Australia indefinite detention unlawful, High Court rules

High Court of Australia

Australia’s top court has ruled that the government’s power to hold a person indefinitely in immigration detention is unlawful.

The landmark ruling overturns a 20-year-old precedent that has shaped Australia’s border policies.

It could trigger the release of 92 people in immigration detention who cannot return to their home countries, the government says.

The solicitor general warned it would prompt a wave of compensation claims.

The case, heard before the High Court of Australia on Wednesday, involved a stateless Rohingya man – known by the pseudonym NZYQ – who faced the prospect of lifelong detention because no country would resettle him due to a criminal conviction for child sexual offences.

The government had argued that his detention was lawful as they intended to remove him from the country – despite their inability to do so.

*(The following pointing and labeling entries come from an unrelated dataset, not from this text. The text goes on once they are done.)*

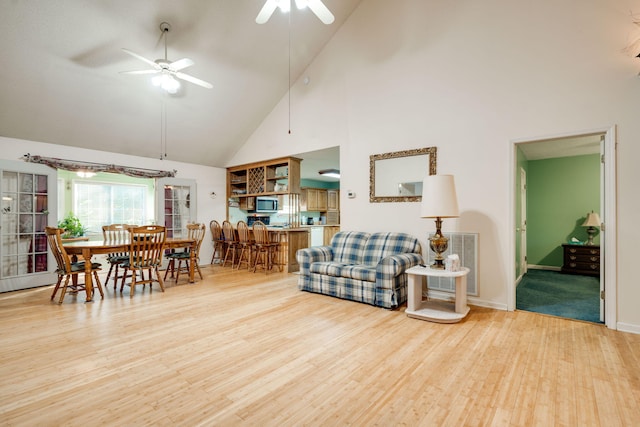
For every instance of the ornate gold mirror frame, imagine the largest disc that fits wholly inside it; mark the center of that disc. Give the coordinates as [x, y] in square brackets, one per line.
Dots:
[397, 176]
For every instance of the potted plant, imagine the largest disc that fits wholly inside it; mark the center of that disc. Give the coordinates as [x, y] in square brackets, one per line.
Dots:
[71, 226]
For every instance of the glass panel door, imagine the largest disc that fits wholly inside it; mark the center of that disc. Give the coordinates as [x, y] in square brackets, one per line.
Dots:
[26, 192]
[176, 205]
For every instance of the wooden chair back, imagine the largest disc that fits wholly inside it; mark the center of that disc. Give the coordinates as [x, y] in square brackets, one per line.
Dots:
[65, 268]
[243, 232]
[260, 233]
[54, 238]
[116, 232]
[216, 230]
[196, 232]
[228, 232]
[146, 245]
[218, 241]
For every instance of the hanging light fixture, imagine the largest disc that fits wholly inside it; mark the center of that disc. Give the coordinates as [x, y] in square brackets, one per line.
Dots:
[166, 82]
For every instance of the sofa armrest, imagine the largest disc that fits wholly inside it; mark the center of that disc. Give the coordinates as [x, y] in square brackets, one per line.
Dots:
[393, 266]
[307, 256]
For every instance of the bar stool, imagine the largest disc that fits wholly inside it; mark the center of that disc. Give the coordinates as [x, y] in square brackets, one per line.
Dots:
[218, 241]
[230, 241]
[245, 244]
[266, 250]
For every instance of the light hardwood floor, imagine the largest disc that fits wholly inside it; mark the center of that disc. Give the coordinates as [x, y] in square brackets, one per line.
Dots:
[241, 348]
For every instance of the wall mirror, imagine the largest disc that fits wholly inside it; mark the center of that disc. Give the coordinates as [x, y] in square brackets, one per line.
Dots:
[397, 176]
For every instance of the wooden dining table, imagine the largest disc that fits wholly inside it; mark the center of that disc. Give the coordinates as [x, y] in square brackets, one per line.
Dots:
[97, 247]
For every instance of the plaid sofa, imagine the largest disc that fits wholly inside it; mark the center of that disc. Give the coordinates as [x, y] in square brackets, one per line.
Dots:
[361, 267]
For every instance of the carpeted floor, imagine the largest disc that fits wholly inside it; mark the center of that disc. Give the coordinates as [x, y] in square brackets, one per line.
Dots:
[565, 295]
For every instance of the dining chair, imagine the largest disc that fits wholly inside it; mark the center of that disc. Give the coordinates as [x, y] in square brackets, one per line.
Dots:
[67, 269]
[266, 250]
[245, 244]
[218, 241]
[146, 244]
[116, 233]
[231, 242]
[195, 232]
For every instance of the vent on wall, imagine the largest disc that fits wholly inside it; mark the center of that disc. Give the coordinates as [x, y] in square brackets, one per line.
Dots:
[466, 246]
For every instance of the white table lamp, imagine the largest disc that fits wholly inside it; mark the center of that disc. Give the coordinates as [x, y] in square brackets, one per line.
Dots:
[592, 221]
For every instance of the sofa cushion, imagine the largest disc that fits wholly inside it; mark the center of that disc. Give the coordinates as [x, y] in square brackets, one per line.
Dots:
[328, 268]
[358, 272]
[381, 245]
[348, 246]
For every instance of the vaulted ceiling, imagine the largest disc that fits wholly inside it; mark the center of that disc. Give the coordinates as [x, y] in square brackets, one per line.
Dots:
[62, 61]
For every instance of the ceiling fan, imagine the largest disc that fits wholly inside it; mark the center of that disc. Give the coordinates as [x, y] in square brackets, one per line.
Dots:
[166, 70]
[316, 7]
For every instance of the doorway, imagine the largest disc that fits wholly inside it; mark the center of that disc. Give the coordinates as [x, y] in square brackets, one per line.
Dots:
[598, 148]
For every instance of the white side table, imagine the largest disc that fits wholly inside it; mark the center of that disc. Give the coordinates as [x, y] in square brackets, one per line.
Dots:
[436, 311]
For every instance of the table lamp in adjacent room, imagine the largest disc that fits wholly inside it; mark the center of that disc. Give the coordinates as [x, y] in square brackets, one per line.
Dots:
[592, 221]
[439, 201]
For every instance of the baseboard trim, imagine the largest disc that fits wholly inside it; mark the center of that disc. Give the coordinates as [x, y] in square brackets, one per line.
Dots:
[544, 267]
[628, 327]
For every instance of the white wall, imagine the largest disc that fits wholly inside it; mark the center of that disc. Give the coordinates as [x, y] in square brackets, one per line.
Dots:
[208, 179]
[469, 78]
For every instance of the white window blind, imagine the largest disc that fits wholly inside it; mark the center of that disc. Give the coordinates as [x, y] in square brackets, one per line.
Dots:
[100, 203]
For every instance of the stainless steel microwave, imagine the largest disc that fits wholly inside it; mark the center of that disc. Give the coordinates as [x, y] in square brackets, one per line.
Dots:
[266, 204]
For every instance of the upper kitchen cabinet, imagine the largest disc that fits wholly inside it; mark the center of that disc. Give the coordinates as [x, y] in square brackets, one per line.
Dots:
[271, 177]
[313, 199]
[333, 200]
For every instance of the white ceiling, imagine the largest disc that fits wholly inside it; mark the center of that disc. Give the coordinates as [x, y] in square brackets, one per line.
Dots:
[61, 80]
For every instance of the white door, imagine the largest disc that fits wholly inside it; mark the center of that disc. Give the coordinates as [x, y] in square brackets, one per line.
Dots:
[29, 197]
[603, 213]
[523, 221]
[176, 204]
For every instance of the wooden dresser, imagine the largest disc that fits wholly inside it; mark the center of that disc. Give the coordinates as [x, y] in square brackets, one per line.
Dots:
[581, 259]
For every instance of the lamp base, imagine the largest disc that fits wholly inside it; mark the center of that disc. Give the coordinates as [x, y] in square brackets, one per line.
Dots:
[438, 244]
[591, 231]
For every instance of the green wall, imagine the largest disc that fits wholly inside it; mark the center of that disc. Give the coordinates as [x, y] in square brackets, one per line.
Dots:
[560, 193]
[312, 183]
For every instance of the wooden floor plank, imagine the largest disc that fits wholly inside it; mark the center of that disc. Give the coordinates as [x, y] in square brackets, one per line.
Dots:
[239, 348]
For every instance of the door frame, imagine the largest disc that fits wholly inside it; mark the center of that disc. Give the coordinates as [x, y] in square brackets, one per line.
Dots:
[523, 222]
[608, 236]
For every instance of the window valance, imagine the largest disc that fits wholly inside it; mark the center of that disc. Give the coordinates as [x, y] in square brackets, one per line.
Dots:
[80, 166]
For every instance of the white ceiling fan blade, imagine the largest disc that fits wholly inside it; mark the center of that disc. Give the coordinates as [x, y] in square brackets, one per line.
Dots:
[193, 80]
[266, 11]
[142, 58]
[181, 64]
[140, 72]
[321, 11]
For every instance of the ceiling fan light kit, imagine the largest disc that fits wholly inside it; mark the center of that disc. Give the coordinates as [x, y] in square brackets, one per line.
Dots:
[167, 72]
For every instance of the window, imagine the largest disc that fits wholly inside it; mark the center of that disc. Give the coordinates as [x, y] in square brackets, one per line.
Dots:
[100, 203]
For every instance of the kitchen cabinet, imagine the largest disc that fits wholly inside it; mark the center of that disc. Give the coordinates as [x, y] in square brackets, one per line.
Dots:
[313, 199]
[329, 231]
[316, 236]
[272, 177]
[333, 200]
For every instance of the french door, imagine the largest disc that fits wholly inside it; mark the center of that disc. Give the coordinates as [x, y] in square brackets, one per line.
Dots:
[176, 199]
[29, 195]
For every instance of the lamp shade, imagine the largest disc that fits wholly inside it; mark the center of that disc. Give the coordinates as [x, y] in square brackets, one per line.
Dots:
[593, 220]
[439, 198]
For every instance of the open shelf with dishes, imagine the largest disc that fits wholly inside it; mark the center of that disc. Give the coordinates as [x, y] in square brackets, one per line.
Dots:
[272, 177]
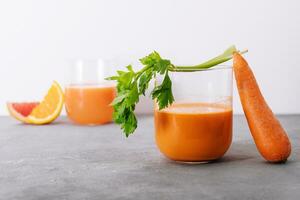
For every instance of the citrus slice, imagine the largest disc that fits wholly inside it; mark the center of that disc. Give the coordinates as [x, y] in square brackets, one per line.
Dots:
[20, 111]
[39, 112]
[49, 109]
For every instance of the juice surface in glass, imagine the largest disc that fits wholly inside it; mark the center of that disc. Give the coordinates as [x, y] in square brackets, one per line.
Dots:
[194, 131]
[90, 104]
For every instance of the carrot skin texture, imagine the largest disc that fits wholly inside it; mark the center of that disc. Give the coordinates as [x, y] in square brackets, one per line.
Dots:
[269, 136]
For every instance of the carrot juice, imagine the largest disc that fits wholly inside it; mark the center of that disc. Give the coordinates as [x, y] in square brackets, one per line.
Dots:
[194, 131]
[89, 104]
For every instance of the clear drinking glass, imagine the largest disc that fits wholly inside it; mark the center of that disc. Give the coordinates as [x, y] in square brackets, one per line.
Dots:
[197, 127]
[88, 95]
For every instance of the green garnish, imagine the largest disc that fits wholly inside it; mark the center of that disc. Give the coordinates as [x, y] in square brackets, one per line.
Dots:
[131, 84]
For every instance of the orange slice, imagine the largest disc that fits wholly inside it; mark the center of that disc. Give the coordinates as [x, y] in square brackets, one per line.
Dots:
[20, 111]
[50, 108]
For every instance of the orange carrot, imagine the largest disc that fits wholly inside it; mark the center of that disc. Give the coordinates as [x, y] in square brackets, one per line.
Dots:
[270, 138]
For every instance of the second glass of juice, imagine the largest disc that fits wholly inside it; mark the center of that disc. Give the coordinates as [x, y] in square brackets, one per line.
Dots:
[88, 95]
[197, 127]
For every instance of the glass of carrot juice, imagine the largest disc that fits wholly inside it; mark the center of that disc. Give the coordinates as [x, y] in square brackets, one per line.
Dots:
[88, 95]
[197, 127]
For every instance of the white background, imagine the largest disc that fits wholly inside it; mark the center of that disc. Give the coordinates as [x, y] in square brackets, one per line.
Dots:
[38, 38]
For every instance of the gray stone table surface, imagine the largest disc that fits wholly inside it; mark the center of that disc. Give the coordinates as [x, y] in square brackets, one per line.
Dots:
[64, 161]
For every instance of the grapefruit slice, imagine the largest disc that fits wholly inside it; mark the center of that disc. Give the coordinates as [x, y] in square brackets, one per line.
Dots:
[20, 111]
[40, 113]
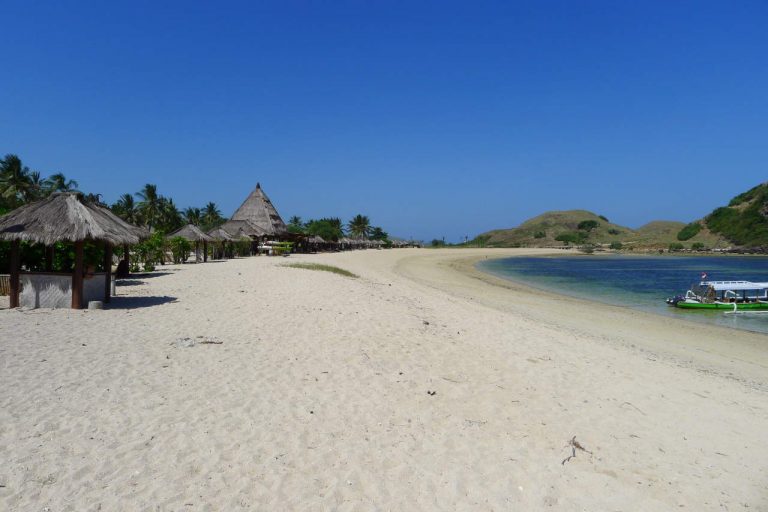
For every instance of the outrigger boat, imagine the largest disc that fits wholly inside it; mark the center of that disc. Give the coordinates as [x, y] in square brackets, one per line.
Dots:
[725, 295]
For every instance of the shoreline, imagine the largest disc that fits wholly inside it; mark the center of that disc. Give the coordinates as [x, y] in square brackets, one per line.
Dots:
[418, 385]
[737, 354]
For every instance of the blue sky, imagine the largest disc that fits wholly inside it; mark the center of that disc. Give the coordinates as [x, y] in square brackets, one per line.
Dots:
[433, 118]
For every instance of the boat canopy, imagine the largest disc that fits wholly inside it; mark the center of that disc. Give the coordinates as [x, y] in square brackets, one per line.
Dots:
[733, 285]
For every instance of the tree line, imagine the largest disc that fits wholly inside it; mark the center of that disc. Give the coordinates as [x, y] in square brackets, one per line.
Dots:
[331, 229]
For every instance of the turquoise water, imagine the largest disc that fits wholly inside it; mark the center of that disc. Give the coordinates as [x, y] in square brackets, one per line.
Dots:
[639, 282]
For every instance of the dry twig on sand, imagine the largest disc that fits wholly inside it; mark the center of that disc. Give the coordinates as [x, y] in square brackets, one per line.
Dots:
[575, 445]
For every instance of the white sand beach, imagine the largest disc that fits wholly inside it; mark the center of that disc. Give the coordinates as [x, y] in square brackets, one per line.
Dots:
[420, 385]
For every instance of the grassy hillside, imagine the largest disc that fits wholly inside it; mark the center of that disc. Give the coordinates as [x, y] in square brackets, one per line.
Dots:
[580, 227]
[745, 220]
[544, 230]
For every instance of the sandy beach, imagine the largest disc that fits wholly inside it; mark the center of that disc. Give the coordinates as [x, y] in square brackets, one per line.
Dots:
[421, 385]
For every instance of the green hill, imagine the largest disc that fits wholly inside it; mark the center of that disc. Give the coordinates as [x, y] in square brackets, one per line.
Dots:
[579, 227]
[745, 220]
[555, 228]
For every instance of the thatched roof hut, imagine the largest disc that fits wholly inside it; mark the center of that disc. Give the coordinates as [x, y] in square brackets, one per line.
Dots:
[259, 211]
[191, 233]
[194, 234]
[241, 228]
[64, 217]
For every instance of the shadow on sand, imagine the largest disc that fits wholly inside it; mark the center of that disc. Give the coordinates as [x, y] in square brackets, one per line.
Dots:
[147, 275]
[139, 302]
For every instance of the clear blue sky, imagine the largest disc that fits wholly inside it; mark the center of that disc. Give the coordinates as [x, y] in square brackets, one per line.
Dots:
[434, 118]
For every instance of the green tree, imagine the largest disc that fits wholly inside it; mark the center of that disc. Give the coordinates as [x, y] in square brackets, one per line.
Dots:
[211, 216]
[673, 247]
[149, 205]
[125, 208]
[15, 183]
[588, 225]
[327, 228]
[359, 226]
[170, 218]
[193, 216]
[378, 234]
[180, 248]
[689, 231]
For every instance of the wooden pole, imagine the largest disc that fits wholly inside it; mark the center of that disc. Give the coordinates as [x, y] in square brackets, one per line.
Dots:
[49, 258]
[107, 272]
[77, 277]
[14, 271]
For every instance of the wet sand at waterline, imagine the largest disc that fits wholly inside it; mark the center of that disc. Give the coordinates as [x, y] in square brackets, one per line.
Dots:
[421, 385]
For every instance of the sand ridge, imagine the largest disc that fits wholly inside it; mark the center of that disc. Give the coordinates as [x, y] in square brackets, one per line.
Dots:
[404, 389]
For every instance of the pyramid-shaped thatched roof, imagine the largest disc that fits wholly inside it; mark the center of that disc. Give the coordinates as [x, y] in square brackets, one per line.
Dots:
[192, 233]
[241, 228]
[259, 211]
[66, 217]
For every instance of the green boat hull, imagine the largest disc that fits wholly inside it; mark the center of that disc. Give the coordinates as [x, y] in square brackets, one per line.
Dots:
[726, 306]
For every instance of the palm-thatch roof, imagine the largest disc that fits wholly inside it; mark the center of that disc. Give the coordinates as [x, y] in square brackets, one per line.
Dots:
[191, 233]
[258, 210]
[221, 235]
[241, 228]
[66, 217]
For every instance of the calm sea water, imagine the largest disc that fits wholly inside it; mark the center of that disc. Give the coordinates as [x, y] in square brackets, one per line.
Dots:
[641, 282]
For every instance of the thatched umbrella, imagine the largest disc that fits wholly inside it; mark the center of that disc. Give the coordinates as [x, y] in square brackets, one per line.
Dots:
[258, 210]
[65, 217]
[192, 233]
[221, 236]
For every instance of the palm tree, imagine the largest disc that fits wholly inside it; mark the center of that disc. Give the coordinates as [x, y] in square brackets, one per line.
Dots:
[378, 234]
[359, 226]
[170, 216]
[59, 183]
[149, 206]
[15, 185]
[125, 208]
[211, 216]
[38, 186]
[295, 225]
[193, 216]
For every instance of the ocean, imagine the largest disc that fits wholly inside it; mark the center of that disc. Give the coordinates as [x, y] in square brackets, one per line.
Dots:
[639, 282]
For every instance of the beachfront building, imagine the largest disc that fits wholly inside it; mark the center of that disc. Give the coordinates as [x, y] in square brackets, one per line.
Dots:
[194, 235]
[257, 219]
[63, 217]
[224, 243]
[258, 211]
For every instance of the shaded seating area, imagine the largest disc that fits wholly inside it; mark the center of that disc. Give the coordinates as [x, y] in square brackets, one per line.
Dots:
[194, 235]
[223, 243]
[64, 218]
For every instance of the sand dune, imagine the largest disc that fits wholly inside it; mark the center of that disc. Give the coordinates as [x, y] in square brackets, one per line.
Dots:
[419, 386]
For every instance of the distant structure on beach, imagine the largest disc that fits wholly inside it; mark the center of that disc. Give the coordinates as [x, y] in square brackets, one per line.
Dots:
[256, 217]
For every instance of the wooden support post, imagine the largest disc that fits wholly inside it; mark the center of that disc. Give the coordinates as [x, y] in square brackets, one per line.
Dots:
[14, 271]
[77, 277]
[127, 256]
[49, 258]
[107, 272]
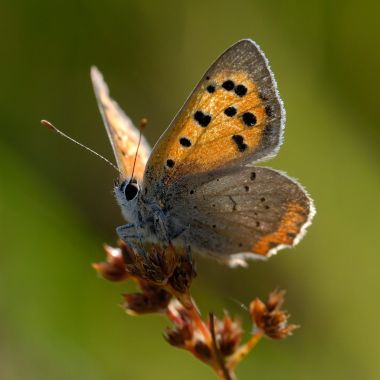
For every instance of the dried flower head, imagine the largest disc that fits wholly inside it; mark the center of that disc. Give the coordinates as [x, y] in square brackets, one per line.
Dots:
[164, 276]
[270, 318]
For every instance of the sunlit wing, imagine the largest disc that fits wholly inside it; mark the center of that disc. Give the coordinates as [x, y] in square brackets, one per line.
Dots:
[122, 133]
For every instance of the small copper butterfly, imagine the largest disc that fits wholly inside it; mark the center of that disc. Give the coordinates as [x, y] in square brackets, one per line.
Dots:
[198, 187]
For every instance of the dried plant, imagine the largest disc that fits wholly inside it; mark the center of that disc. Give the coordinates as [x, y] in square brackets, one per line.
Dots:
[164, 276]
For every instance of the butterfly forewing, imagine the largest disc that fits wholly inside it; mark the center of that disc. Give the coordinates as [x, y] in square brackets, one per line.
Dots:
[122, 133]
[234, 116]
[255, 211]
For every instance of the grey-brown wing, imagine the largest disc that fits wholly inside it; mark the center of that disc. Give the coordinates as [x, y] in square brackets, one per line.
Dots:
[250, 212]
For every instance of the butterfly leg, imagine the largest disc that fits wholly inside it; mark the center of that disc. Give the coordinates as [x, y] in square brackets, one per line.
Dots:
[131, 236]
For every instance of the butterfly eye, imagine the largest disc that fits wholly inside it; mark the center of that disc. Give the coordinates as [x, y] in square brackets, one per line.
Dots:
[130, 191]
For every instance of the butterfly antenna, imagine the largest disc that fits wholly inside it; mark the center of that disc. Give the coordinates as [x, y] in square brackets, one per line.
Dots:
[143, 123]
[50, 126]
[240, 304]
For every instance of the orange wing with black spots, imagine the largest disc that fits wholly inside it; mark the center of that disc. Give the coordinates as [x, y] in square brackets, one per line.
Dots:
[123, 135]
[199, 175]
[233, 117]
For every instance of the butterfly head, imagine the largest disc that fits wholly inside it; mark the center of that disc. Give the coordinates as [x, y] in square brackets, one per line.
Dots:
[126, 192]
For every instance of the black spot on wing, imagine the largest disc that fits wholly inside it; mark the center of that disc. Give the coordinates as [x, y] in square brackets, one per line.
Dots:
[184, 141]
[240, 90]
[249, 119]
[230, 111]
[202, 119]
[228, 85]
[170, 163]
[239, 141]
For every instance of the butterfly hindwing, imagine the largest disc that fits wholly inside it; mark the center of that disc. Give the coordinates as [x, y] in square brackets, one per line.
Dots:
[237, 214]
[122, 133]
[234, 116]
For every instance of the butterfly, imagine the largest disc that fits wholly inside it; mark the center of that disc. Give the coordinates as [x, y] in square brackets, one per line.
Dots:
[198, 187]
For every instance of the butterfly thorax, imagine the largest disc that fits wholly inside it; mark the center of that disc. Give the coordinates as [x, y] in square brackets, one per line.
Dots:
[147, 220]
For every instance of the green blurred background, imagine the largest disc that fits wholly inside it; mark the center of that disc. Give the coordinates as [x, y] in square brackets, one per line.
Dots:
[58, 320]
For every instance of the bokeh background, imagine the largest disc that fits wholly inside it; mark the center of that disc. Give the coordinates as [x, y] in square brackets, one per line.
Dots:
[58, 320]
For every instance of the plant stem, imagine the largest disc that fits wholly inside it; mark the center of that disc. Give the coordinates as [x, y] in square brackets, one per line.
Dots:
[225, 372]
[244, 350]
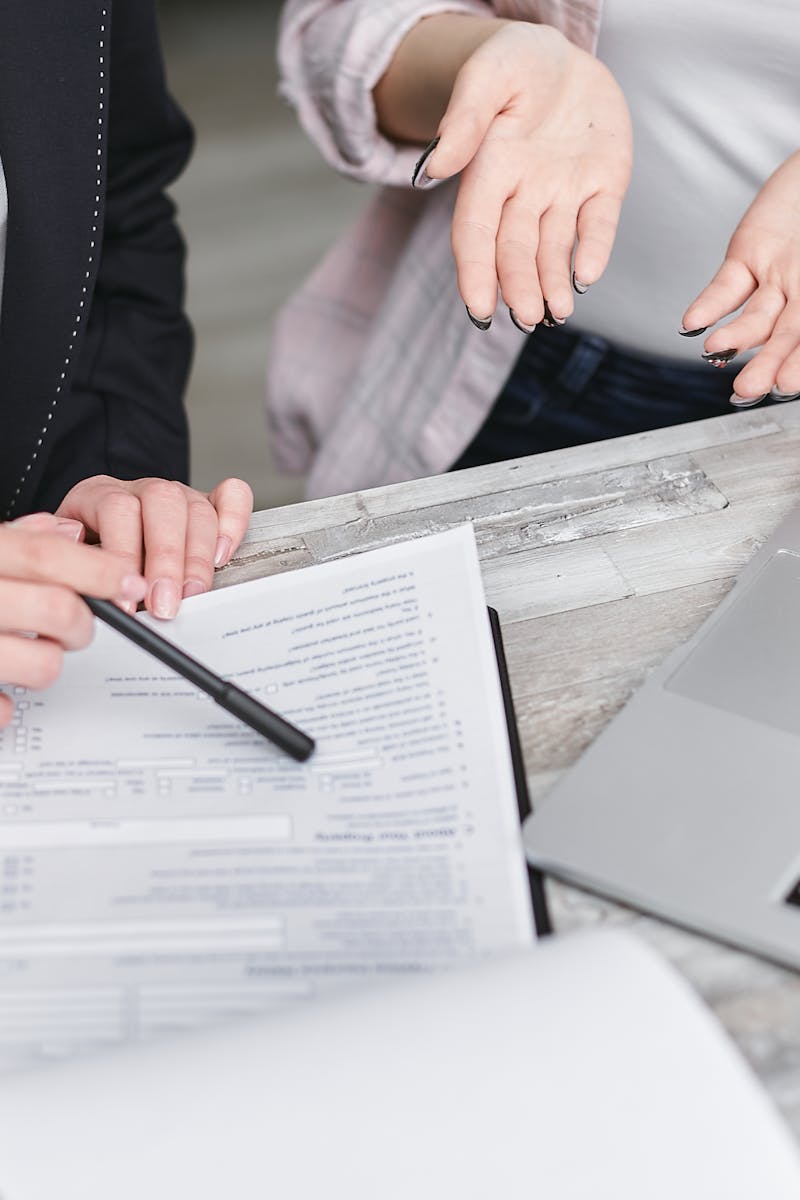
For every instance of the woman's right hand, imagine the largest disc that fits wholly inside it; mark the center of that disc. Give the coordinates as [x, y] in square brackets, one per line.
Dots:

The result overturns a 2004 case known as Al-Kateb v Godwin, which has faced several legal challenges over the years.

In that verdict, the High Court had found that indefinite detention was lawful, as long as the government had the intention of eventually removing that person from Australia.

But in many cases, those facing deportation have argued they are stateless as they have nowhere to safely return, and no resettlement options.

The result has been lengthy detention stays for some asylum seekers caught in Australia’s system.

According to the Human Rights Law Centre (HRLC), the Australian government holds people in immigration detention for 708 days on average and there are currently 124 people who have been in detention for over five years – while historically, some cases have spanned more than a decade.

In NZYQ’s case, the court heard that several countries – including the UK, New Zealand, Canada, and the US – had refused to take him in, but the government maintained that a US resettlement was still possible.

The HRLC’s legal director Sanmati Verma said Wednesday’s ruling would have “life-changing consequences for people who have been detained for years without knowing when, or even if, they will ever be released”.

In court, the government said it had identified 92 people currently in immigration detention under similar circumstances to NZYQ.

Of those, nine are stateless, while most of the others cannot be returned home for fear of persecution. The court heard many of them were not being released on character grounds, with a few on the grounds of national security.

Ahead of the ruling, Australia’s solicitor general Stephen Donaghue warned that overturning Al-Kateb would trigger their release, and that “the consequence [would] be indefensible damages claims”.